Price pressures are seen subsiding: “Recent data is reinforcing Governing Council’s confidence that inflation will continue to decline in the next few months. However, getting inflation the rest of the way back to 2 percent could prove to be more difficult because inflation expectations are coming down slowly, service price inflation and wage growth remain elevated, and corporate pricing behaviour has yet to normalize”.
Central bankers made modest updates to the forward guidance language used in the prior statement, saying the “Governing Council continues to assess whether monetary policy is sufficiently restrictive to relieve price pressures and remains prepared to raise the policy rate further if needed”.
In January, Bank projections showed the economy expanding at a 0.5-percent annualized pace in the first quarter, with rising rates intersecting with elevated debt levels to slow consumer spending and weigh on overall activity levels.
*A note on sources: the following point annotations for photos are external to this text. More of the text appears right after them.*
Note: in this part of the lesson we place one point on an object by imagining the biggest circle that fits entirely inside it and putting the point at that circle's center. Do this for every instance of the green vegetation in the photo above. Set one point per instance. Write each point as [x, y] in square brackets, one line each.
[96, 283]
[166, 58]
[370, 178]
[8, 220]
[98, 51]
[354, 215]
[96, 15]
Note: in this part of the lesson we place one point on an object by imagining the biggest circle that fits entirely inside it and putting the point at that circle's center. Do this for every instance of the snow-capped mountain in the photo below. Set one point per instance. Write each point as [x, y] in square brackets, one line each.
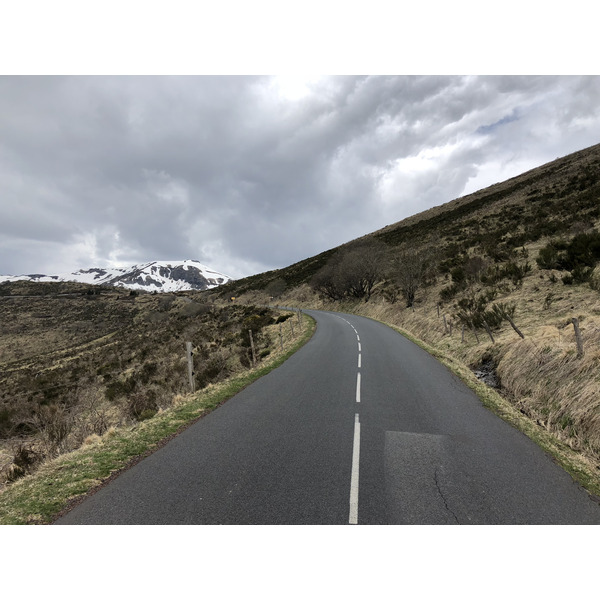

That has not played out in reality. Private-sector real-time indicators suggest growth may have been five times higher than this, with household consumption remaining robust and a number of other factors—including exports to the still-roaring US economy—holding up well.
According to updated forecasts contained in the Monetary Policy Report, the economy is expected to expand 1.4 percent this year—up from the 1.0 percent previously estimated—and 1.3 percent in 2025, down from the previous 1.8 percent. Inflation is seen running at 3.5 percent by year end, down modestly from January’s 3.6 percent forecast, but is then expected to fall to 2.3 percent in 2024, falling into the Bank’s target range, for all intents and purposes.
The Canadian dollar climbed roughly 30 basis points and two-year yields rallied in the moments after the announcement as traders reassessed the likelihood of rate cuts in the back half of the year. Canadian two-year yields are holding 24 basis points lower than their US equivalents, while the ten year spread favours the US by 52 basis points.
When situated in a broader context, the Bank appears to be taking recent signs of economic resilience in stride, with the “long and variable lags” mantra that often dominates monetary policy discussions clearly visible in the background. Policymakers—like most economists and market strategists—don’t believe this period of stability will last, and expect a more profound slowdown to begin unfolding in the second half of the year. This relatively downbeat outlook is likely to keep the Canadian dollar on the defensive, in the absence of a sharply dovish turn from central bankers in the US.